Objective To discover the psychosocial processes that take place in families when a child is acutely ill at home and the influence of these processes on families’ response to such episodes of illness.
Methods Glaserian grounded theory qualitative study comprising 24 in-depth family interviews with 15 families. QRS NVivo software was used to facilitate constant comparative analysis and the generation of the grounded theory.

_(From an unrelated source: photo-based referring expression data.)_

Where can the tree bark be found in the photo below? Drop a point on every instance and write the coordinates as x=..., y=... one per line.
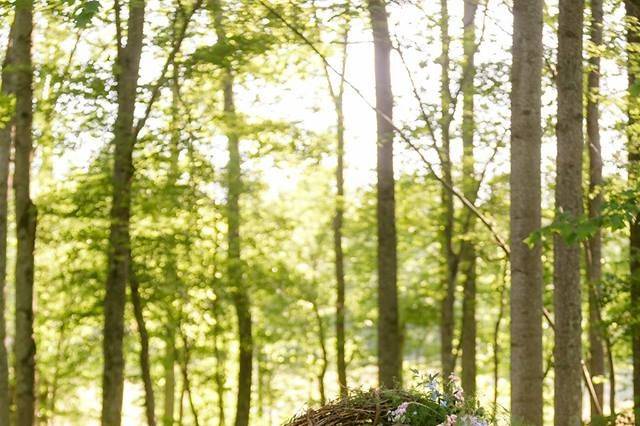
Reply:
x=239, y=291
x=6, y=90
x=468, y=250
x=633, y=46
x=126, y=74
x=219, y=375
x=24, y=347
x=447, y=325
x=169, y=363
x=389, y=355
x=338, y=100
x=567, y=292
x=324, y=359
x=525, y=213
x=145, y=368
x=594, y=263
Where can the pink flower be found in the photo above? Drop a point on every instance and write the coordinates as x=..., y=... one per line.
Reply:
x=449, y=421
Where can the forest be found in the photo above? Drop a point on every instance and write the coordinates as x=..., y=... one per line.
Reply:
x=319, y=212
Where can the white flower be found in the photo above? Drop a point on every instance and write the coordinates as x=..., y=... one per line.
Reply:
x=449, y=421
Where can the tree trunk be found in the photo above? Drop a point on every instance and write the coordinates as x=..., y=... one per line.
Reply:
x=389, y=355
x=145, y=368
x=169, y=362
x=338, y=223
x=186, y=357
x=594, y=263
x=126, y=73
x=324, y=359
x=239, y=292
x=219, y=375
x=447, y=325
x=525, y=195
x=6, y=89
x=567, y=292
x=469, y=327
x=24, y=347
x=633, y=44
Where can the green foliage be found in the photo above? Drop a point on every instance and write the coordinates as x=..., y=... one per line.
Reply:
x=7, y=105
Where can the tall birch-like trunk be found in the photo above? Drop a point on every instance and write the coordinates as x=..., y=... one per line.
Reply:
x=468, y=251
x=447, y=320
x=239, y=292
x=6, y=90
x=594, y=258
x=525, y=213
x=389, y=346
x=145, y=365
x=126, y=74
x=24, y=346
x=633, y=51
x=567, y=292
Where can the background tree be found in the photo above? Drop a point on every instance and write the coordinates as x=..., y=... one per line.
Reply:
x=633, y=41
x=525, y=185
x=6, y=123
x=469, y=325
x=389, y=347
x=595, y=198
x=567, y=294
x=25, y=210
x=126, y=75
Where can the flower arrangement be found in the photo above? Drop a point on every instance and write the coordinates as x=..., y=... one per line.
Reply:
x=431, y=402
x=445, y=401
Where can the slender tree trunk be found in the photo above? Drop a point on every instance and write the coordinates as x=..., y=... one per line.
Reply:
x=594, y=263
x=60, y=352
x=525, y=194
x=186, y=357
x=567, y=292
x=24, y=347
x=145, y=368
x=169, y=359
x=633, y=46
x=496, y=344
x=447, y=325
x=169, y=379
x=127, y=68
x=339, y=257
x=324, y=360
x=469, y=327
x=6, y=126
x=338, y=222
x=389, y=355
x=220, y=377
x=239, y=292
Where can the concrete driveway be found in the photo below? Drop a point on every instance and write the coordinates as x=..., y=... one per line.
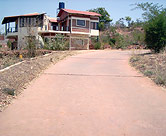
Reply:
x=91, y=94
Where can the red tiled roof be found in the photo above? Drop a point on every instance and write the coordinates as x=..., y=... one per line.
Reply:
x=51, y=19
x=31, y=14
x=12, y=18
x=79, y=12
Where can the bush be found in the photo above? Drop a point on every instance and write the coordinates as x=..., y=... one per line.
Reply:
x=112, y=42
x=9, y=44
x=120, y=41
x=57, y=43
x=97, y=45
x=155, y=33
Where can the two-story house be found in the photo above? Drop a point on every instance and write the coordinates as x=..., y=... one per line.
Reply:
x=71, y=23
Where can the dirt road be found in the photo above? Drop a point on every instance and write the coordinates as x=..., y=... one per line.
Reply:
x=91, y=94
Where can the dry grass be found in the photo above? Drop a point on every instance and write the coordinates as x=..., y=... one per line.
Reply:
x=152, y=66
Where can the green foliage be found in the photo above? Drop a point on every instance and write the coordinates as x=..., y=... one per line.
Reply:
x=150, y=10
x=120, y=41
x=104, y=18
x=31, y=45
x=138, y=37
x=57, y=43
x=128, y=19
x=97, y=45
x=155, y=25
x=112, y=42
x=9, y=91
x=155, y=33
x=9, y=44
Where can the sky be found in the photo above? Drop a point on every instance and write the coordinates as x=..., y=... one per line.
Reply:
x=116, y=8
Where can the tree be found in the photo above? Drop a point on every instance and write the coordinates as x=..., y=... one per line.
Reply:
x=104, y=18
x=128, y=19
x=155, y=33
x=120, y=23
x=155, y=25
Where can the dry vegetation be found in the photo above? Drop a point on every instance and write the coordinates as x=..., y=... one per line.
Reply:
x=13, y=80
x=152, y=66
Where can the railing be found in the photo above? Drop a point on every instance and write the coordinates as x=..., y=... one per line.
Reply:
x=56, y=28
x=12, y=30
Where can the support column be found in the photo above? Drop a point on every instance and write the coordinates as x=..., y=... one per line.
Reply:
x=88, y=44
x=70, y=43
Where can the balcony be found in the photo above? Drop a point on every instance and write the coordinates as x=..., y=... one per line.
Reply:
x=12, y=31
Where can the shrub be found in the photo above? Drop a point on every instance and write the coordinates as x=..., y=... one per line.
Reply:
x=9, y=44
x=148, y=73
x=120, y=41
x=9, y=91
x=155, y=33
x=57, y=43
x=97, y=45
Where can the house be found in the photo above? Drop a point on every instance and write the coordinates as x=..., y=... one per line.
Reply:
x=77, y=26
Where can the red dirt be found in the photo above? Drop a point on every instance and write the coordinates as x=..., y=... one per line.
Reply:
x=92, y=94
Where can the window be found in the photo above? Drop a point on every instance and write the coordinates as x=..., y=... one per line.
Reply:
x=94, y=25
x=80, y=22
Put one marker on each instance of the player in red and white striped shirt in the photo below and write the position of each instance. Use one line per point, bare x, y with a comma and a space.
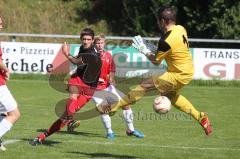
8, 105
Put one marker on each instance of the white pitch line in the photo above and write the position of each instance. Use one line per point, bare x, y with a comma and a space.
10, 141
161, 146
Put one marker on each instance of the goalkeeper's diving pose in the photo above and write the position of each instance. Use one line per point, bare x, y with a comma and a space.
174, 48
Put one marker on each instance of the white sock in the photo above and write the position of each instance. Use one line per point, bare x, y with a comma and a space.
128, 117
107, 122
5, 126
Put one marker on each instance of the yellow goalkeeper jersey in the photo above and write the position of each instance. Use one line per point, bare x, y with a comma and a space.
174, 48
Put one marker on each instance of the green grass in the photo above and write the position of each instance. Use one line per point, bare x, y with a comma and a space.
172, 136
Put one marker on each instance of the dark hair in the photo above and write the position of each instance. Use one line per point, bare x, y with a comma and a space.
168, 13
87, 31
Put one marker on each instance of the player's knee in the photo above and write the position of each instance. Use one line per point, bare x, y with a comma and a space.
14, 115
127, 107
171, 95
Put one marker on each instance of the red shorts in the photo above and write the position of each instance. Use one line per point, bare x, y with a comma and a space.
83, 88
85, 94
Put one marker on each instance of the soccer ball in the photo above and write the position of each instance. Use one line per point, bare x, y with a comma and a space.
161, 104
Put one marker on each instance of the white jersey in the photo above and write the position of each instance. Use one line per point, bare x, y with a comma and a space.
7, 102
107, 96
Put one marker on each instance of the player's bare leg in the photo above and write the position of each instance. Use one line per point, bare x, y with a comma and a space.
128, 117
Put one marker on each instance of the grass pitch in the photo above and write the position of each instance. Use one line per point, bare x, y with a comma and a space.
174, 135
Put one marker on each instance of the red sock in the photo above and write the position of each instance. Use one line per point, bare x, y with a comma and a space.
56, 126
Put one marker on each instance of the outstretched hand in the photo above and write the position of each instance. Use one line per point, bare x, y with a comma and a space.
65, 49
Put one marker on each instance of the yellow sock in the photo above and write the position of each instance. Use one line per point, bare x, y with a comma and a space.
184, 105
133, 96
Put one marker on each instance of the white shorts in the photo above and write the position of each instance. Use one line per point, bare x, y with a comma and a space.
7, 102
108, 96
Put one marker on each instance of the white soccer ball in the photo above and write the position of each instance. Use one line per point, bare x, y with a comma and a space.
161, 104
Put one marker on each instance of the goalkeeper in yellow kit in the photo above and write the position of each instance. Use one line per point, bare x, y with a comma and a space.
173, 47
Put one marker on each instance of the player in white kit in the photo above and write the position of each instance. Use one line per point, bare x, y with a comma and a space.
8, 106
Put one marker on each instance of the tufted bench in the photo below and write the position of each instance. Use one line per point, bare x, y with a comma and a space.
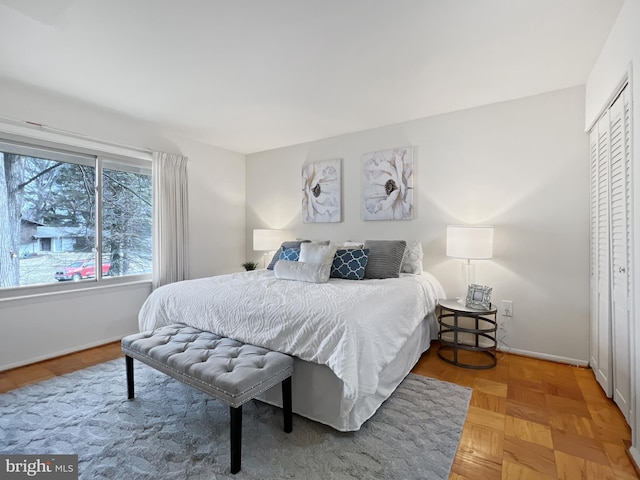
226, 369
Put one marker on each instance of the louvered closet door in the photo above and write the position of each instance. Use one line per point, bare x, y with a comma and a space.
620, 223
611, 231
601, 358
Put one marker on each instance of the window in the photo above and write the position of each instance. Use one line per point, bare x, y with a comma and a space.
63, 213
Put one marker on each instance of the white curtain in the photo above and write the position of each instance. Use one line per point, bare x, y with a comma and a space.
170, 219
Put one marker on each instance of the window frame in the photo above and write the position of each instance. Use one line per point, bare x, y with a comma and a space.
76, 146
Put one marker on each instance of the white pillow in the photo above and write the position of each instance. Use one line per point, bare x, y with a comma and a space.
301, 271
316, 253
412, 261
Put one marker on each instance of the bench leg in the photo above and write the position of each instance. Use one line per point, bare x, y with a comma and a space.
129, 363
286, 405
236, 438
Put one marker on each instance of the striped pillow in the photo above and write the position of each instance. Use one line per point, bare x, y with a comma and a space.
385, 258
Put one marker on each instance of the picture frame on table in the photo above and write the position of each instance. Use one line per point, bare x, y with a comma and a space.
479, 296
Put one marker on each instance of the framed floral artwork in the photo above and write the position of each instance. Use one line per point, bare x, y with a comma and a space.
322, 191
387, 179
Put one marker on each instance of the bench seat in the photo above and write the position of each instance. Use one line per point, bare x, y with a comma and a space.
226, 369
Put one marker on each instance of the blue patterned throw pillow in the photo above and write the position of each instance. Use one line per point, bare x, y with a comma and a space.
291, 254
350, 263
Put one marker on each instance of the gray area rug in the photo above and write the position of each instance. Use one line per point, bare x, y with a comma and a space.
171, 431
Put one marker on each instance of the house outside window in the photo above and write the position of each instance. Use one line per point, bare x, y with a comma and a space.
62, 213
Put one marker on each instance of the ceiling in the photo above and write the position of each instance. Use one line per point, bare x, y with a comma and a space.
253, 75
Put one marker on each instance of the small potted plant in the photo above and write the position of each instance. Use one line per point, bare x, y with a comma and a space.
250, 266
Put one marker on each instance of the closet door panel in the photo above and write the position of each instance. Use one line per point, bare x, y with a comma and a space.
601, 356
620, 252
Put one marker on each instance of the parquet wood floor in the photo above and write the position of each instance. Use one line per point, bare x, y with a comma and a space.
528, 419
531, 419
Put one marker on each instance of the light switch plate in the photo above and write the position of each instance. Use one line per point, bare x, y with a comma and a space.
507, 308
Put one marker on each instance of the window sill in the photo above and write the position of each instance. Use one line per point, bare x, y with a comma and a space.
29, 293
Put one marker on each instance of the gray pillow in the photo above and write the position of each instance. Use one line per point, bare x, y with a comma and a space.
284, 246
385, 258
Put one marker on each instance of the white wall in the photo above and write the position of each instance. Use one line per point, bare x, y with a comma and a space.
621, 55
521, 166
43, 327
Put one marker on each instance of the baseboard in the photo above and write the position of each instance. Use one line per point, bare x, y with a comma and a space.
546, 356
61, 353
634, 455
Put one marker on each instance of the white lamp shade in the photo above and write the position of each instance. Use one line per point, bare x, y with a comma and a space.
471, 242
265, 240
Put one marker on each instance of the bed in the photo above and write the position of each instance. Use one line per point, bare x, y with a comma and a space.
353, 342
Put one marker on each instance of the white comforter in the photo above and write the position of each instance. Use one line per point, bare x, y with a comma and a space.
355, 327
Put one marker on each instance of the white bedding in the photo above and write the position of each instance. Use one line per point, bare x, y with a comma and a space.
355, 327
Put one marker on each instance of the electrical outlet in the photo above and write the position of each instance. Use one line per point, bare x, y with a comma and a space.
507, 308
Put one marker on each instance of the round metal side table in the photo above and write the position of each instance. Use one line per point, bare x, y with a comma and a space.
483, 327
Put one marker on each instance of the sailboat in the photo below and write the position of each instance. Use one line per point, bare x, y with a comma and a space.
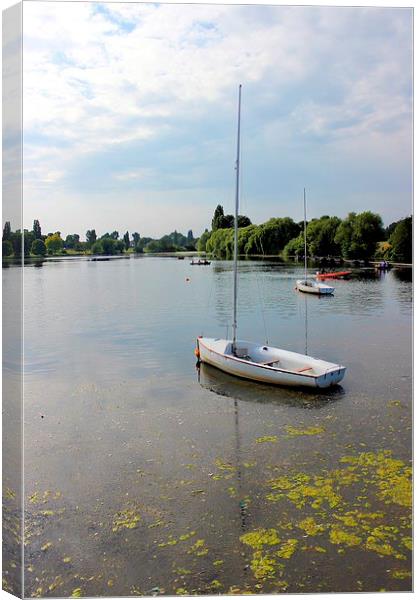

Results The findings of this doctoral study show that acute childhood illness at home is often distressing for children and their families. Families strive to “do the right thing” for their child, and in response to perceived informal social rules to “contain acute childhood illness within family life”. Illnesses that they are expected to contain are those defined as minor or normal, seeking help for those that the family define as “real” illnesses for which medical help should be sought. Informal social rules are learnt through “felt or enacted criticism” during parents’ encounters with others, particularly doctors, when their children are ill. Consequently, parents take action to avoid exposure to such negative scrutiny, sometimes resulting in late consultation. Families appear to be responding to the pervading culture of individualism within society, containing their difficulties—in this case their child’s illness—within the immediate family group.
Conclusions Findings indicate a need to develop professionals’ skills in facilitating family care, reducing the incidence of felt or enacted criticism, and the “hidden anxiety” for families when seeking help for a sick child.